Chasse des oies migratrices après la fermeture : le cadeau de trop d’Emmanuel Macron aux chasseurs

Le gouvernement vient de prolonger la chasse des oies tout au long du mois de février, après la date officielle de fermeture, en pleine période de migration prénuptiale. « En même temps » la France  prétend être exemplaire en matière de biodiversité, se vante d’accueillir l’IPBES(1) à Paris fin mars et le Congrès mondial de l’UICN en 2020 à Marseille.

C’est le cadeau de trop fait aux chasseurs après la réduction du prix du permis national pour les plus riches, le retour des chasses présidentielles et autres piégeages traditionnels. La LPO a d’ores et déjà saisi le Conseil d’Etat avec une demande de suspension immédiate.

Alors que les gouvernements précédents avaient tenté sans succès d’autoriser la chasse des oies migratrices jusqu’au 10 février, le gouvernement d’Emmanuel Macron offre aux chasseurs tout le mois de février !

Sur ordre du Président de la République, le Ministre censé incarner la Transition Ecologique et Solidaire vient de signer un arrêté le 30 janvier 2019  permettant  la chasse de 4000 Oies cendrées jusqu’au 28 février 2019 (sauf Haut-Rhin/Bas-Rhin), et des Oies rieuses et des moissons, sans quota, jusqu’au 10 février.

Ainsi le Ministère prétend avoir analysé, en moins d’une semaine, les 52 000 contributions sur le site de la consultation publique sur le site du ministère de l’Ecologie pour établir son arrêté. En vérité, la décision était prise dès le mois d’août dernier, puisque le Président de la Fédération nationale des chasseurs déclarait à la sortie de sa rencontre avec le Président Macron (celle-là même qui avait conduit à la démission de Nicolas Hulot) qu’il avait obtenu la possibilité de chasser les oies cendrées au mois de février 2019. Dès lors on ne peut s’empêcher de se demander à quoi servent les consultations publiques !

En résumé, qu’importe si l’argument présenté par le Ministère ne tient pas puisqu’il n’y a pas de dégâts causés aux cultures par ces espèces en France. Après tout les précédents gouvernements avaient déjà tenté de justifier la chasse après la fermeture pour des raisons scientifiques (sic), ou donné des ordres à la police de la nature de ne pas verbaliser les chasseurs.
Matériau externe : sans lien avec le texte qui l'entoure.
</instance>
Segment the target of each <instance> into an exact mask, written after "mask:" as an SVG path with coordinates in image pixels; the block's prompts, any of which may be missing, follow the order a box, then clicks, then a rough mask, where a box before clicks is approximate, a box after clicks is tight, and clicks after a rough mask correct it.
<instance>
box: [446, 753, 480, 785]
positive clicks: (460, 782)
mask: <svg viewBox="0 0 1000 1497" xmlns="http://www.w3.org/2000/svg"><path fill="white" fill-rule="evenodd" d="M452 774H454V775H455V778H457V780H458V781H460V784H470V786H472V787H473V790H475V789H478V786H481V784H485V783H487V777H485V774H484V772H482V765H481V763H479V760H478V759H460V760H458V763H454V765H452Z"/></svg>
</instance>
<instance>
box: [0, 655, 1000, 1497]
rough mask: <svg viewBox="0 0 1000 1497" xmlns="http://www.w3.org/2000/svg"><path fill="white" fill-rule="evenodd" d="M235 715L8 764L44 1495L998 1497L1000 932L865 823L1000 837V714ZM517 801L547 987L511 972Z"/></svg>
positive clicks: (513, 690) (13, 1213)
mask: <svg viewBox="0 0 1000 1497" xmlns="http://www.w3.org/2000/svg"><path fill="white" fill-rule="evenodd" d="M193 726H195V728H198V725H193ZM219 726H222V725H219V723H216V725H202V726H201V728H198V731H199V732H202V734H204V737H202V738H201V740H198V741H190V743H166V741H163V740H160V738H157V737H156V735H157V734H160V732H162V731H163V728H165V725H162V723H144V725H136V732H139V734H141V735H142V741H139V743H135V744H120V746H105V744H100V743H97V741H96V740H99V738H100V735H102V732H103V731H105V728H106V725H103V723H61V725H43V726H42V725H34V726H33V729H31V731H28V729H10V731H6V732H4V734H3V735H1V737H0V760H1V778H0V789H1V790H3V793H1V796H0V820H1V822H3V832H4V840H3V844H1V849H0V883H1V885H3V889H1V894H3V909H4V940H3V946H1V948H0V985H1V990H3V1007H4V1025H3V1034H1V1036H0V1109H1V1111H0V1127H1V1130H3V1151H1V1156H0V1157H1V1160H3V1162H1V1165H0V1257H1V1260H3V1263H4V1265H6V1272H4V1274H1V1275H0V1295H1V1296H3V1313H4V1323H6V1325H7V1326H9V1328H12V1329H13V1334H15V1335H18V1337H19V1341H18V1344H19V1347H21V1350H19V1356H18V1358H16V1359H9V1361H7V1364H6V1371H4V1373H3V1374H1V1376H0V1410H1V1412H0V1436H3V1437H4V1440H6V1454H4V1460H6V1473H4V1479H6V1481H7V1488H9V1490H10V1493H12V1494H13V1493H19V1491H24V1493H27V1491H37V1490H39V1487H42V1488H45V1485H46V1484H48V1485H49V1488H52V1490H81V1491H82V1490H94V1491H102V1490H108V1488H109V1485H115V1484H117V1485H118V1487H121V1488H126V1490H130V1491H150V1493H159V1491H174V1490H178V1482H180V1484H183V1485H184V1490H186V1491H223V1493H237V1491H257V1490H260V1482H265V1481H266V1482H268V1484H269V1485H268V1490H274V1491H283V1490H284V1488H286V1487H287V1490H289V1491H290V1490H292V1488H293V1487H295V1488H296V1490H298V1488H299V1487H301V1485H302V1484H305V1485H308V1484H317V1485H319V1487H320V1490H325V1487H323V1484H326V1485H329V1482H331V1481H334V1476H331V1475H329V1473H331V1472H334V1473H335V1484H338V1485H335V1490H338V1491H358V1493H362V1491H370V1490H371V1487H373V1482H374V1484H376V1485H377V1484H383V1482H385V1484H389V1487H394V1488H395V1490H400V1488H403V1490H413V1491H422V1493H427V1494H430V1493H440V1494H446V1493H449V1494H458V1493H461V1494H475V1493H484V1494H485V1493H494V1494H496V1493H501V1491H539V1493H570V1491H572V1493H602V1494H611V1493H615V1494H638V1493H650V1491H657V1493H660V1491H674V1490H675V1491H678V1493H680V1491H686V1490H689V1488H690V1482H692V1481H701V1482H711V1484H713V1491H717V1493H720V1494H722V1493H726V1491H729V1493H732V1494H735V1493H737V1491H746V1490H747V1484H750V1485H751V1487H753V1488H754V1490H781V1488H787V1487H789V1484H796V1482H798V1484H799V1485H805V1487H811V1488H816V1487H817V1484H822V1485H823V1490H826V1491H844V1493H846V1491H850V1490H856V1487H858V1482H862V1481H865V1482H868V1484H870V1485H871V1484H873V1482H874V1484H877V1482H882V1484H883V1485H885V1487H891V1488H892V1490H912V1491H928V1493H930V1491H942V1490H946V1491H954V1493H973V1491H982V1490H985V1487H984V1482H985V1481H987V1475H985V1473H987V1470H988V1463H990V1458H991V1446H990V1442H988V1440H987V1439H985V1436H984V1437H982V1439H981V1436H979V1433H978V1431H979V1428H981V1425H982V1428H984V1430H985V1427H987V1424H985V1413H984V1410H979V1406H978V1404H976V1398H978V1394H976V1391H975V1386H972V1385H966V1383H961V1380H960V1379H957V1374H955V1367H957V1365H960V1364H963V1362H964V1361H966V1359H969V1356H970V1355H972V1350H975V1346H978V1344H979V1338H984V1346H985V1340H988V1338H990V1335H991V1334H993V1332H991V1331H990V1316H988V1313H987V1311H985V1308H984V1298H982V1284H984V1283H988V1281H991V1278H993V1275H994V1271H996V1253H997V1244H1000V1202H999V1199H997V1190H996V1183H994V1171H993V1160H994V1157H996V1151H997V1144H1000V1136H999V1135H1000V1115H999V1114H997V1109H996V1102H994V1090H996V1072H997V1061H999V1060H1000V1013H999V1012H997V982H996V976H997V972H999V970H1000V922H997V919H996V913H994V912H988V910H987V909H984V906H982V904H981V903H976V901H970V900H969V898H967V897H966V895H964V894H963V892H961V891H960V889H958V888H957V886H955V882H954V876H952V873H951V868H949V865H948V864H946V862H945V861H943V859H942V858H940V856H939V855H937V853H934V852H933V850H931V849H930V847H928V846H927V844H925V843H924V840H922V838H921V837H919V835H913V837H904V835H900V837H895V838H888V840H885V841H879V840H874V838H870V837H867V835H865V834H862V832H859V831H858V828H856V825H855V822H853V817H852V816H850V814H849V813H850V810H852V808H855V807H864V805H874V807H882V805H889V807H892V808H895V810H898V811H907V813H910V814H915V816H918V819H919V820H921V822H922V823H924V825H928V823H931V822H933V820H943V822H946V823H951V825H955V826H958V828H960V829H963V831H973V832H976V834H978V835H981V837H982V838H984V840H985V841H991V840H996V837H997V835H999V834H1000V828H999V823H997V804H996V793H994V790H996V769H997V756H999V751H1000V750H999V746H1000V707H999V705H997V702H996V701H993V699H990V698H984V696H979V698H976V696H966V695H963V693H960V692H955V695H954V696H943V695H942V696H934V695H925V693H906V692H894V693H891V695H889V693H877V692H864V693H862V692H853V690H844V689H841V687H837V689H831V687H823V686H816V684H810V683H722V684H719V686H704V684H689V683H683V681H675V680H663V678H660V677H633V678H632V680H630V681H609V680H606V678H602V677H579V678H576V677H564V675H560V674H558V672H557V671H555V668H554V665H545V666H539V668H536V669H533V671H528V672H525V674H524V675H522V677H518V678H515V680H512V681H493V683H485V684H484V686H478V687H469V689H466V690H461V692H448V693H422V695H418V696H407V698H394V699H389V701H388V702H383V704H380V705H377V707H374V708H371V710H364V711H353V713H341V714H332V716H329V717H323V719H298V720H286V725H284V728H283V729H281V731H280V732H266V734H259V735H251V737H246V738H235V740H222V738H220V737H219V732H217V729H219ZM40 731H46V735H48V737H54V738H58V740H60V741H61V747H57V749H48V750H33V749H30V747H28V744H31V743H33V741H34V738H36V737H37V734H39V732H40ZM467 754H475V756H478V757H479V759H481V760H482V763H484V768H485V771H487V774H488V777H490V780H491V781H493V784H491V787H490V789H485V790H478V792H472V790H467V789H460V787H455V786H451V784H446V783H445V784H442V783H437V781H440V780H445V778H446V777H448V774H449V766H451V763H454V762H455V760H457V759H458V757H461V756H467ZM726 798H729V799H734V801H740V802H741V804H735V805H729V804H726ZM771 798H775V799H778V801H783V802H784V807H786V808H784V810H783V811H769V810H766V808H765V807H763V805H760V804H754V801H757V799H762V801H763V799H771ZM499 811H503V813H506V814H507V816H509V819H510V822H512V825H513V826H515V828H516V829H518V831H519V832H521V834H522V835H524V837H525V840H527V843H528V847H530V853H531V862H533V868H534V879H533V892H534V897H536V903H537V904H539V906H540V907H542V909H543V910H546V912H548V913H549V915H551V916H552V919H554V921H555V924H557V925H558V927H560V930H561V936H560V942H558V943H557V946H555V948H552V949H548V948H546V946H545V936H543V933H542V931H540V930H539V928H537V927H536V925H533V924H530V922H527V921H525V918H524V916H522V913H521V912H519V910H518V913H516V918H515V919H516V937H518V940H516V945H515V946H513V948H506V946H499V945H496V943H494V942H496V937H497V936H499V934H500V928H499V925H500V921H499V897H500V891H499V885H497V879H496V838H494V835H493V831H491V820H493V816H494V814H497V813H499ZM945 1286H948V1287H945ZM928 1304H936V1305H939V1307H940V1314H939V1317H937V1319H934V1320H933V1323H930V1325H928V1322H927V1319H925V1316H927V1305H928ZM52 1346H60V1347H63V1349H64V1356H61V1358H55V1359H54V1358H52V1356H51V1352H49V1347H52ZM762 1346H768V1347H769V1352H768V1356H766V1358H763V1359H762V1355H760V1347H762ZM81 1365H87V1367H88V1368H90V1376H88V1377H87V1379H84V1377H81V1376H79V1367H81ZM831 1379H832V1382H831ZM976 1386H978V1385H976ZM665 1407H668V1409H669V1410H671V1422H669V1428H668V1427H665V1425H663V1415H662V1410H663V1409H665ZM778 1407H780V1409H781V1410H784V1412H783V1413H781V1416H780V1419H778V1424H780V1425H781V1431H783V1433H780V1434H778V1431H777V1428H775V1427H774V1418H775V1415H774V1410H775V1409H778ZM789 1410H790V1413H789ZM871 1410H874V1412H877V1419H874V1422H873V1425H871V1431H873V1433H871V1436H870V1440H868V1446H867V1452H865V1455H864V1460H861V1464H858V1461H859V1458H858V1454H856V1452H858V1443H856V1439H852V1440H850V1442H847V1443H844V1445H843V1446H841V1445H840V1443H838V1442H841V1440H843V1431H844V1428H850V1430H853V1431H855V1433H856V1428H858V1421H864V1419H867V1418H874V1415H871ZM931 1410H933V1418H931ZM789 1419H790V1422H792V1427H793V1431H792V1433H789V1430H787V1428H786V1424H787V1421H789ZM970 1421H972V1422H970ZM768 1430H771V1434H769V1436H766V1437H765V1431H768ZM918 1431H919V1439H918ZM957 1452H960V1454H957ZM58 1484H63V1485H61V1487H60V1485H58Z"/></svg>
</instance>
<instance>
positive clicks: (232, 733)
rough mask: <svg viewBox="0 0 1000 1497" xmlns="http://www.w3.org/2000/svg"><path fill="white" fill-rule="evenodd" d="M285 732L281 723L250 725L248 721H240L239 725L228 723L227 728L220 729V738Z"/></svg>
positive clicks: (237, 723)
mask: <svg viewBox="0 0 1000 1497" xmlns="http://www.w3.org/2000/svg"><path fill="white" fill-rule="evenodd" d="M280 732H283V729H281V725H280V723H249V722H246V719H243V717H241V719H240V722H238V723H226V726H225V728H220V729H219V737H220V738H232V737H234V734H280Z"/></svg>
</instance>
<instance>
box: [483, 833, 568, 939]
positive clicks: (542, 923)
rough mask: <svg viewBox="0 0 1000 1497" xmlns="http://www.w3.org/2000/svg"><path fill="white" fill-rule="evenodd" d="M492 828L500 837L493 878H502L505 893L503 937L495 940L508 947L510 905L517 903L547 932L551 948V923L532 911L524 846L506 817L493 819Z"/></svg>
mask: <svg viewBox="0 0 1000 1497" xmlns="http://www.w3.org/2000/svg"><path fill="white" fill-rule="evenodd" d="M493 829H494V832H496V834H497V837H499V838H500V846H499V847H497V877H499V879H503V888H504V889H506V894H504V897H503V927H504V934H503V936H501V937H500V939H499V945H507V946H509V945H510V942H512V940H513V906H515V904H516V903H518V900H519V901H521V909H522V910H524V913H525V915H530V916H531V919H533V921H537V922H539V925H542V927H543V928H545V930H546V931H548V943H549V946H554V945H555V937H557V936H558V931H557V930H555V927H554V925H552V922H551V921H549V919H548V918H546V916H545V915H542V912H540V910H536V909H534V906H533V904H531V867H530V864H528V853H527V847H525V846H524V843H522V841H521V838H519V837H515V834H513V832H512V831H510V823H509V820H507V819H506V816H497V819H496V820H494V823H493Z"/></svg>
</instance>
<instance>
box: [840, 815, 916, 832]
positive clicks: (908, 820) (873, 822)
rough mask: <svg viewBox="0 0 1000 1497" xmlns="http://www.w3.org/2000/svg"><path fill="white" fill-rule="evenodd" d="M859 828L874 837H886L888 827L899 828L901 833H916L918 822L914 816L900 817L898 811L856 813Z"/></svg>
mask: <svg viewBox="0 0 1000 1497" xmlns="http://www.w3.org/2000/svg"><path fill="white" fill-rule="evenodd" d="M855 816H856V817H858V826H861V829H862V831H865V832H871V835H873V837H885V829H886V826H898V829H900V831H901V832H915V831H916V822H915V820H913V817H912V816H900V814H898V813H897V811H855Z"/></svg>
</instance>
Qu’importe si le Président de la République qui se dit européen convaincu méprise la Directive oiseaux approuvée par la France il y a 40 ans qui dit que les Etats membres ne doivent pas chasser les oiseaux migrateurs de retour sur leurs lieux de nidification.

Qu’importe si 11 arrêts concordants du Conseil d’Etat ont confirmé, année après année, que la date de fermeture des oies sauvages doit être le 31 janvier afin de respecter la migration prénuptiale des oiseaux qui débute, selon les études les plus récentes, à partir du 20 janvier (et de plus en plus tôt avec le réchauffement climatique).

Qu’importe si les chasseurs sont bien incapables de distinguer les trois espèces d’oies après le 10 février, s’agissant pour grande partie d’une chasse de nuit, et si les contrôles sont fatalement limités notamment par les faibles effectifs des agents de l’ONCFS

Qu’importe si ce mois de chasse supplémentaire perturbera les autres oiseaux d’eau dont la chasse est fermée depuis le 31 janvier, et notamment les canards, en cette période de quiétude qui leur est indispensable entre la fin de l’hivernage et leur reproduction. Et qu’importe si la faune est fragilisée par les conditions météorologiques hivernales.

Sous prétexte de « gestion adaptative » présentée comme un véritable progrès dans le projet de loi consacrant la fusion de l’ONCFS et de l’AFB en cours d’examen, le gouvernement commence par prolonger la chasse d’oiseaux migrateurs en dehors des périodes d’ouverture, au lieu de suspendre la chasse des 18 oiseaux en mauvais état de conservation et inscrits comme tels sur les listes rouges de l’UICN, reniant ainsi les engagements de campagne du Président de la République.

La LPO vient de déposer deux recours au Conseil d‘Etat contre cet arrêté, l’un visant son annulation et l’autre, plus urgent, demandant sa suspension immédiate.

(1) Plateforme intergouvernementale scientifique et politique sur la biodiversité et les services écosystémiques : ouvert aux états membres des Nations-Unies (130 membres en 2017).